Which brings us back to cases full of $100 bills, which remain common in Arkansas’ 19-month-old medical cannabis market. One dispensary, Delta Medical Cannabis of Newport, isn’t selling to Green Springs Dispensary in Hot Springs because it deals only in cash, according to Delta President Don Parker, a Jonesboro attorney.

Delta, which uses Little Rock cannabis banking specialist Abaca for its payments, “didn’t want our drivers bringing a bunch of cash back to Newport in the delivery van,” Parker told Arkansas Business. “We made the decision from a safety standpoint for our drivers, and quite frankly, just from an accounting standpoint.”

Dragan Vicentic, Green Springs’ owner, said he had been willing to pursue electronic payments and had asked Delta for a products list, but that the cultivator had cut off correspondence with him.
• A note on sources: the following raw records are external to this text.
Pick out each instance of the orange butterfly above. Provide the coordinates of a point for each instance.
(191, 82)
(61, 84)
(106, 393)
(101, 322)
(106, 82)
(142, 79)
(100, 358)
He also noted that, from the standpoint of safety, the marijuana products being hauled are almost as valuable as cash from a thief’s perspective. He said he routinely pays for orders of up to $180,000 a week, all in cash.

“We have used cash because marijuana is not federally legal,” Vicentic said. “You really don’t want to deposit the money in a federally insured bank account from the beginning, for a plethora of reasons. So I was very amazed [when Parker] made that request. But I would have been willing to do it. But they stopped responding to my messages.”

Cannabis and Banking

Winar admits much work remains to be done to improve the industry’s banking problems, though they’re far less worrisome than they were a decade ago.

“While there’s probably 470 banks around the country providing services to this industry, there are still limits like allowing only a certain number of deposits by cannabis companies,” he said. “There are banking companies making a specialty of cannabis, like Abaca here in Arkansas, accepting all the difficulties of working in this industry, addressing all the regulatory issues, etc.”

Most banks are still wary of compliance costs, and others will shut down bank accounts if they discover the account holder is a marijuana business, Winar said.

“That’s less frequent now, but it is very disruptive to paying your bills that you can’t pay in cash, very disruptive in paying employees and disruptive in paying taxes,” he said. “The IRS will take a million dollars of cash, but COVID has shut down their offices.

“We have a client here in Arkansas who had to get probably a million dollars in Western Union checks, put them in an envelope and send them to the IRS because the offices were closed. And you can’t trace that. You just have to hope that they got the money.”